S. C. - Mon père est mort en 1977, il n’avait que 34 ans. J’avais 15 mois. Sa disparition, juste après avoir écrit une phrase énigmatique sur une ardoise, m’a entièrement recouverte de son ombre. De livre en livre, je tente de répondre à son ultime geste d’écriture, plus particulièrement dans celui-ci. La première partie nous emmène sur les traces de ce père mort et de sa famille : une dynastie de médecins qui a fondé un immense empire dans l’Algérie de la colonisation. Au moment de l’indépendance, ils vont devoir tout laisser derrière eux. Ils reconstruiront tout au centuple, dans la France des années 1960-1970. Cette trop grande richesse matérielle va gangrener les rapports entre les êtres, même l’amour. Elle sera aussi une tentative de masquer tant bien que mal le cadavre de la perte, de l’exil algérien. On va suivre les traces de deux frères, mon oncle et mon père, qui se ressemblent et s’opposent en tout point. Un jour, Harry va croiser sur sa route Ève, une femme à la beauté incendiaire. Sa passion pour elle va le foudroyer et faire voler en éclats les fausses reliques du royaume familial. L’amour comme élévation, l’amour comme grâce mais aussi l’amour comme malédiction.

 

L’autre sujet du livre est la dépression. Quelle en est la cause ?

S. C. - Certains réussissent à traverser le deuil et s’en remettent, d’autres pas. Parfois, il arrive qu’on se laisse mourir avec nos morts, c’est ce qui m’est arrivé. À l’âge de 26 ans, j’ai plongé dans une dépression mélancolique qui a duré deux ans et demi.
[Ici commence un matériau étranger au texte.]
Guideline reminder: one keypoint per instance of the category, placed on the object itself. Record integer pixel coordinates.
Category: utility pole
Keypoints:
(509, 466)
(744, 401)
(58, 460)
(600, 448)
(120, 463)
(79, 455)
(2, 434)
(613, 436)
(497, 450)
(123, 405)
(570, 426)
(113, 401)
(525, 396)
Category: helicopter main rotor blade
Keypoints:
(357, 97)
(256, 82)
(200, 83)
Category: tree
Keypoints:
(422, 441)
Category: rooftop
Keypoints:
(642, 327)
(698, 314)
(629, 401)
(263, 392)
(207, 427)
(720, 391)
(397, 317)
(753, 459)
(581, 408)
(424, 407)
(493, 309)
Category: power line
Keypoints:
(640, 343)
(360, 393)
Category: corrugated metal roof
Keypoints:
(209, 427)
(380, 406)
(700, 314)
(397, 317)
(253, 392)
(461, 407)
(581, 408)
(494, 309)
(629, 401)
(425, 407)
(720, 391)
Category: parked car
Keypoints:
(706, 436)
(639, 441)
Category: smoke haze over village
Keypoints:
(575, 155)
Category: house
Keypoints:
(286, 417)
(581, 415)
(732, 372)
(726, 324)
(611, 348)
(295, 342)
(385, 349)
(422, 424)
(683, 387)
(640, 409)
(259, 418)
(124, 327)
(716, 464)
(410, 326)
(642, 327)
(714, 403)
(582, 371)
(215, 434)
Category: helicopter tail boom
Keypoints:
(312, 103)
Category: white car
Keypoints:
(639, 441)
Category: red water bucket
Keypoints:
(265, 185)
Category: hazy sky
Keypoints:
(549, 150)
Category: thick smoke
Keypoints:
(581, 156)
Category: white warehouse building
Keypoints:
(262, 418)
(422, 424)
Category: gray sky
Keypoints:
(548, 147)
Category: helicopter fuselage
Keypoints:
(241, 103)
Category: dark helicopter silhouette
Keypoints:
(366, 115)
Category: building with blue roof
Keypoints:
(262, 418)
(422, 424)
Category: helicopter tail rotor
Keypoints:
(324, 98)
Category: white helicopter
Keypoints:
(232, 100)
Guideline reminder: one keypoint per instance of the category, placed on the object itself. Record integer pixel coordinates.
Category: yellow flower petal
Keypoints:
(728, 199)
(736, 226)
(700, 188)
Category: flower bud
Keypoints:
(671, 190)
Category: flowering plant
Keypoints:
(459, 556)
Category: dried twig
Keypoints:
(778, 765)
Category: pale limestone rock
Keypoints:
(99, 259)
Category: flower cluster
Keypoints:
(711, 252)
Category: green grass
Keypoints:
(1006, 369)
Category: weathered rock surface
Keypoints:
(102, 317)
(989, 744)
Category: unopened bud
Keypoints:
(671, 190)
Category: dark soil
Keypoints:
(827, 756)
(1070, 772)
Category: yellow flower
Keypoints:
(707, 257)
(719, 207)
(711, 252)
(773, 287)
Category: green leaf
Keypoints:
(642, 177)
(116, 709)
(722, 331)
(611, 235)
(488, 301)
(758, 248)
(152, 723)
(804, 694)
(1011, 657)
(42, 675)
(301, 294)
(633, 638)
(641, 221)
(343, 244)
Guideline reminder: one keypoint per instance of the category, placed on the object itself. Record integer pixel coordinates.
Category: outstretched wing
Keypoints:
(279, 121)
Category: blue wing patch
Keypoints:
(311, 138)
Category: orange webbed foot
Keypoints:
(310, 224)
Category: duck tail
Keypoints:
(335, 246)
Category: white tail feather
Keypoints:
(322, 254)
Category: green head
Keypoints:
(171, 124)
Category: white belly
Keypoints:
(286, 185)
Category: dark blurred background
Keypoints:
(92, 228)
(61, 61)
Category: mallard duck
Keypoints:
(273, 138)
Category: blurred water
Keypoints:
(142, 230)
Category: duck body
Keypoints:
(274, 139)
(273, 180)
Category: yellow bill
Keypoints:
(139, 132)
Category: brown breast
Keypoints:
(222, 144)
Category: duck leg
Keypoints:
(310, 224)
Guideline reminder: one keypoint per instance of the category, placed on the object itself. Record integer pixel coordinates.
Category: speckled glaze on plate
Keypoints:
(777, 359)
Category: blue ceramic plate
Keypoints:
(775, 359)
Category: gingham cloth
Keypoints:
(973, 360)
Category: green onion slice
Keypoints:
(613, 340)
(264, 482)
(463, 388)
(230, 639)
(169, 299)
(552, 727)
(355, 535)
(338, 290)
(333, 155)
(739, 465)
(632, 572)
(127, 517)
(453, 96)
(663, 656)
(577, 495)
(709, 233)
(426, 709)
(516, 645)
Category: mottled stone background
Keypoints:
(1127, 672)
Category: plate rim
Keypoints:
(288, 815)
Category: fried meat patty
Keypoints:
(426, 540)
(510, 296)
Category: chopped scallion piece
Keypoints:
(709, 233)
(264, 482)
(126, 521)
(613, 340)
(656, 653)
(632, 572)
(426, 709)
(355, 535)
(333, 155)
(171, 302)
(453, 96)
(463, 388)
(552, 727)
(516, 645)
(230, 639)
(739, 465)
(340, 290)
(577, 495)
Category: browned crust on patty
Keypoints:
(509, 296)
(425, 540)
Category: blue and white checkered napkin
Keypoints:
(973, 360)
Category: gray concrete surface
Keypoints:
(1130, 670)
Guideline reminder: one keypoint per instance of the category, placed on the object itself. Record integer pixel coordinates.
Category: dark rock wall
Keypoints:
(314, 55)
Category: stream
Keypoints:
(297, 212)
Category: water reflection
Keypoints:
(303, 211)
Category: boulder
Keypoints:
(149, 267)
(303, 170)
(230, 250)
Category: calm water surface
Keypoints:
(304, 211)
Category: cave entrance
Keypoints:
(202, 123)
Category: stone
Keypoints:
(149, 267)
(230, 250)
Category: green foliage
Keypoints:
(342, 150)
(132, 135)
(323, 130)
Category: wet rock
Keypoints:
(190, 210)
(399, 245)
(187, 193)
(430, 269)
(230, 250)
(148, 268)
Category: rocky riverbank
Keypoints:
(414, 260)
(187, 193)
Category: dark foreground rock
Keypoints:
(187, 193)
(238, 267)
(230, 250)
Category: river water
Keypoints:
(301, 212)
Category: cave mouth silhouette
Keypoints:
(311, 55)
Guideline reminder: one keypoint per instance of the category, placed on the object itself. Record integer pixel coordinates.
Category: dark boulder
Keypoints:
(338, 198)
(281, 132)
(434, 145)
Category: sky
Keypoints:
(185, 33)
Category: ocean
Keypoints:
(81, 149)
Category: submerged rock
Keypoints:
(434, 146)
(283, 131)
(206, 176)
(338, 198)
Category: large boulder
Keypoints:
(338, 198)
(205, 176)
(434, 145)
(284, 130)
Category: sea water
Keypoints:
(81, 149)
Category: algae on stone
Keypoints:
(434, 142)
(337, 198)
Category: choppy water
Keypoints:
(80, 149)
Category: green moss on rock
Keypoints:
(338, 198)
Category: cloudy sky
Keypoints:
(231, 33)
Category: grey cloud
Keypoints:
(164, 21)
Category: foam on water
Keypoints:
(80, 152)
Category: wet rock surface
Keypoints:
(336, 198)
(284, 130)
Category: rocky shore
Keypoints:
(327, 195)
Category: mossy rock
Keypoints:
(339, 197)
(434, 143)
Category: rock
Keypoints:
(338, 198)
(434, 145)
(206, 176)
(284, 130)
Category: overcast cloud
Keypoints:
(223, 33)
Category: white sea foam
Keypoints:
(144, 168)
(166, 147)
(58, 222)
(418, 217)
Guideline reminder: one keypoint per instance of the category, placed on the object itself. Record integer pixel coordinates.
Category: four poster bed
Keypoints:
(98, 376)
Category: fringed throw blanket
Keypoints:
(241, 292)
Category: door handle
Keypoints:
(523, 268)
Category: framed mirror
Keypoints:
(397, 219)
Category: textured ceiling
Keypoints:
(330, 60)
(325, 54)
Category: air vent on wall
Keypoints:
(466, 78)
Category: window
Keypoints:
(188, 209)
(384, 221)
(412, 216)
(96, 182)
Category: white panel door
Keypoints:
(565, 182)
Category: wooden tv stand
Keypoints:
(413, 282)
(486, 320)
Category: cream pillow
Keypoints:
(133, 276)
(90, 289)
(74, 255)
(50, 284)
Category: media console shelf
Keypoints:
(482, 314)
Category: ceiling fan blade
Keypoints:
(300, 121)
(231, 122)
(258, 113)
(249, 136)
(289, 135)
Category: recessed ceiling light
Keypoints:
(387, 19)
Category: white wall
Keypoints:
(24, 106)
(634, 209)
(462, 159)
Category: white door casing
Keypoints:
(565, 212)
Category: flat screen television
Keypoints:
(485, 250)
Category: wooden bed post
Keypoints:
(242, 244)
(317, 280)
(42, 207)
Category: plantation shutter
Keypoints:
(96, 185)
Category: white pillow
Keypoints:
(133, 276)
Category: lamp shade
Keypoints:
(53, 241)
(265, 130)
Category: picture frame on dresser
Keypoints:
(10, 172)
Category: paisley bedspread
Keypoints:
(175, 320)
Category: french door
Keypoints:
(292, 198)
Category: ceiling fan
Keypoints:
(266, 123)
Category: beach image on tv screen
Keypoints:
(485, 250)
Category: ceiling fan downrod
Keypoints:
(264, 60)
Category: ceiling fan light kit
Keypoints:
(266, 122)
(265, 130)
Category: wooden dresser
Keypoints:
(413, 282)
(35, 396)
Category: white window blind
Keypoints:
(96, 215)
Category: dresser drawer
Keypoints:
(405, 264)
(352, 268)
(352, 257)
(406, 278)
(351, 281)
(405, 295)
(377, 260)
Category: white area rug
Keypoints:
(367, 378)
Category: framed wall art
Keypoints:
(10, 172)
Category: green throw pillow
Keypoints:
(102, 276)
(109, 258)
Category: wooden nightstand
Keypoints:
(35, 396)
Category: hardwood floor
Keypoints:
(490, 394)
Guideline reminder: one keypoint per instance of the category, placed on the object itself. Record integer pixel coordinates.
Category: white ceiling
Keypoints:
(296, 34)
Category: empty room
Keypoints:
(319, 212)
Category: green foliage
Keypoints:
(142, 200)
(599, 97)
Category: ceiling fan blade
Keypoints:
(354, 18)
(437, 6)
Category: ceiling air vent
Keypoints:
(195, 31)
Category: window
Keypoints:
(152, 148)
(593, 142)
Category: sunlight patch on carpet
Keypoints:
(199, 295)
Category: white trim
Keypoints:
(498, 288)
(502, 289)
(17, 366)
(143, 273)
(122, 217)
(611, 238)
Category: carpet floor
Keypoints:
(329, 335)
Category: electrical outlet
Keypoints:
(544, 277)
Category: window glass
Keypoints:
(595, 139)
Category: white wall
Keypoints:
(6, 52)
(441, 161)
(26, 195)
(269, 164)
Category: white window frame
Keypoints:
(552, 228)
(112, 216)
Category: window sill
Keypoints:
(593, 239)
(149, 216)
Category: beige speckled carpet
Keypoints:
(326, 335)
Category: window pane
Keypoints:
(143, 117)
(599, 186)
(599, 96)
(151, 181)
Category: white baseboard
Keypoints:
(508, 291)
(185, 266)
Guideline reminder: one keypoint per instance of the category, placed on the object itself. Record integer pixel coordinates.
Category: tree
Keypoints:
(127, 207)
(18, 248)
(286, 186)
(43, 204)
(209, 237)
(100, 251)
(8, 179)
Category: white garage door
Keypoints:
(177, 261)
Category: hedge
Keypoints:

Il s’agit bien sûr d’un roman donc il n’est pas question de faire un journal clinique mais de raconter simplement ces moments où l’on franchit les portes de la mort. On ne fait pas son deuil. On fait la cuisine, on fait ses courses, on fait son travail mais pas son deuil. On fait avec le deuil. Mais s’il y a des expériences qui nous laissent pour morts, nous pouvons aussi renaître à la vie sous une autre forme. Après certaines déflagrations, on n’habite plus vraiment avec soi-même mais la vie peut être d’autant plus belle, d’autant plus vaste, violente, intense, âpre et merveilleuse.

Que signifie ce titre, Saturne ?

S. C. - C’est d’abord pour mon père qui aimait profondément les étoiles et les planètes. C’est aussi en hommage à un texte qui m’a beaucoup marquée, Mars de Fritz Zorn. L’effondrement mélancolique qui m’a laissée pour morte a été la meilleure chose qui pouvait arriver à la personne que j’étais et que je haïssais. On dit de Saturne que c’est la planète de la mélancolie. On peut être malade de mélancolie mais ce n’est pas une affliction pour autant. Parfois, on ne veut pas être consolé, on ne veut pas cesser d’être endeuillé. Il y a des êtres qui sont très heureux dans la contemplation de leur monde englouti. Au fond, on peut tout à fait marcher en permanence avec ses morts, sans pour autant que ce soit une douleur. Saturne est le lieu de l’écriture où je peux rejoindre mes morts, les attendre. Saturne raconte cela aussi, l’histoire d’une enfant qui aurait dû mourir mais qui finalement écrit des livres parce qu’une nuit, elle en avait fait la promesse au fantôme de son père.

 

Le livre s’ouvre sur la mort d’un homme, Harry. Il a 34 ans et toute sa famille est réunie autour de lui. Avant de rendre son dernier souffle, il écrira ces deux mots sur une ardoise : « ma femme, ma fille ». À ces deux mots, Sarah Chiche lui répondra par ce texte. On suit le parcours d’une puissante famille de médecins qui a fait fortune dans les cliniques et l'on découvre comment deux frères que tout oppose vont devoir porter le poids de cet héritage. Mais Saturne, c’est aussi une magnifique histoire d’amour, celle entre Harry et Ève, femme fantasque racontée dans Les Enténébrés (Seuil et Points), et celle entre une petite fille et un père qu’elle n’a jamais connu. Saturne fait aussi le récit d’une profonde dépression qui a enfermé la narratrice dans ses ténèbres pendant deux ans et demi. Un livre introspectif mais aussi très cinématographique, ce qui n’est pas anodin quand on connaît la passion de l’auteure pour le 7e art.